Immunoprecipitation and Immunoblots

Cells were lysed directly on the plate with TNE buffer (50 mm Tris, pH 8.0, 1% Nonidet P-40, 2 mm EDTA) supplemented with protease and phosphatase inhibitors as described (37). Immunoprecipitation was accomplished by incubating 400 μg of total cell lysates with a protein-specific antibody for 45 min at 4 °C. To collect immune complexes, Pansorbin (Calbiochem, EMD Millipore) was added for an additional 45 min. Unbound proteins were washed away, and the precipitated protein was loaded for 8% SDS-PAGE. Immunoblots were performed as outlined elsewhere (37). The following antibodies were used for immunoprecipitation: Cas (sc-860, Santa Cruz Biotechnology, Santa Cruz, CA), paxillin (610272, BD Biosciences), and FAK (sc-558, Santa Cruz Biotechnology).
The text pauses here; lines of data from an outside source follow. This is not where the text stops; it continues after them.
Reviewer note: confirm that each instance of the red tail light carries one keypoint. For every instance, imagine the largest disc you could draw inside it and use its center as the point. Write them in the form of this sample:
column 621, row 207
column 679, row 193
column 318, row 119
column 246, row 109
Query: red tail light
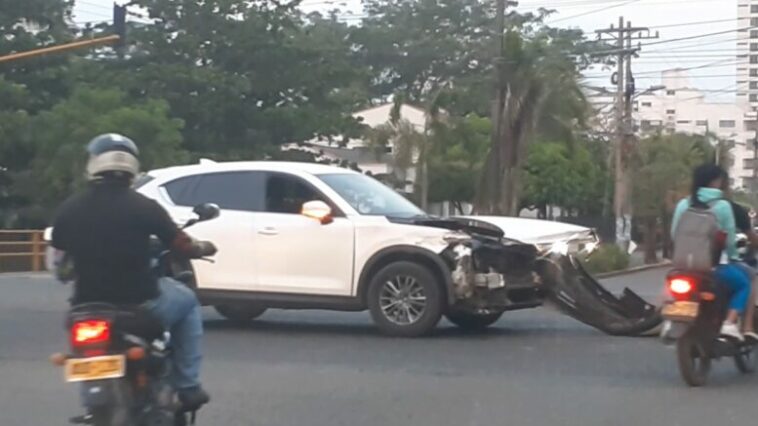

Phosphospecific antibodies against FAK (Tyr(P)-397 (3483) and Tyr(P)-576/577 (3281)) and antibodies recognizing phospho-extracellular signal-regulated kinase (ERK) (mAb E10) were from Cell Signaling Technology (Danvers, MA). The following antibodies were used for reprobing the membrane: Cas (sc-860 (Santa Cruz Technology, Santa Cruz, CA)), paxillin (610272, BD Biosciences), FAK (610088, BD Biosciences), and ERK (06-182, Millipore, Burlington, Ontario, Canada). Rabbit antibodies directed against Pyk2, PTP-PEST, and Csk were described elsewhere (12, 38). To evaluate VEGF-induced signals, endothelial cells were deprived of serum and endothelial growth supplement for 2–4 h. They were then stimulated with VEGF (50 ng/ml) for the indicated periods of time, and total cell lysates were probed by immunoblotting with antibodies recognizing phospho-ERK.

Statistical Analyses

t test analyses were performed using GraphPad version 5.00 for Mac (GraphPad Software, San Diego, CA).

RESULTS

PTP-PEST Is Not Required for Endothelial Cell Proliferation and Differentiation in Vitro

The midgestation embryonic lethality previously observed in a constitutive PTP-PEST-deficient mouse prevented establishing primary cultures of PTP-PEST-deficient endothelial cells to address the possible role of PTP-PEST in endothelial cells (13). To resolve this issue, we bred mice carrying a conditional allele of the PTP-PEST-encoding gene (Ptpn12^fl/fl) with mice expressing an estrogen-responsive Cre (Cre-ERT2), under the control of the ubiquitin C (UBC) promoter (Fig. 1A) (34). In the absence of tamoxifen, Cre-ERT2 is cytosolic and not functional. However, when mice are fed tamoxifen, Cre-ERT2 translocates to the nucleus where it can mediate deletion of the conditional allele. This enables deletion of the Ptpn12 gene in adult mouse tissues.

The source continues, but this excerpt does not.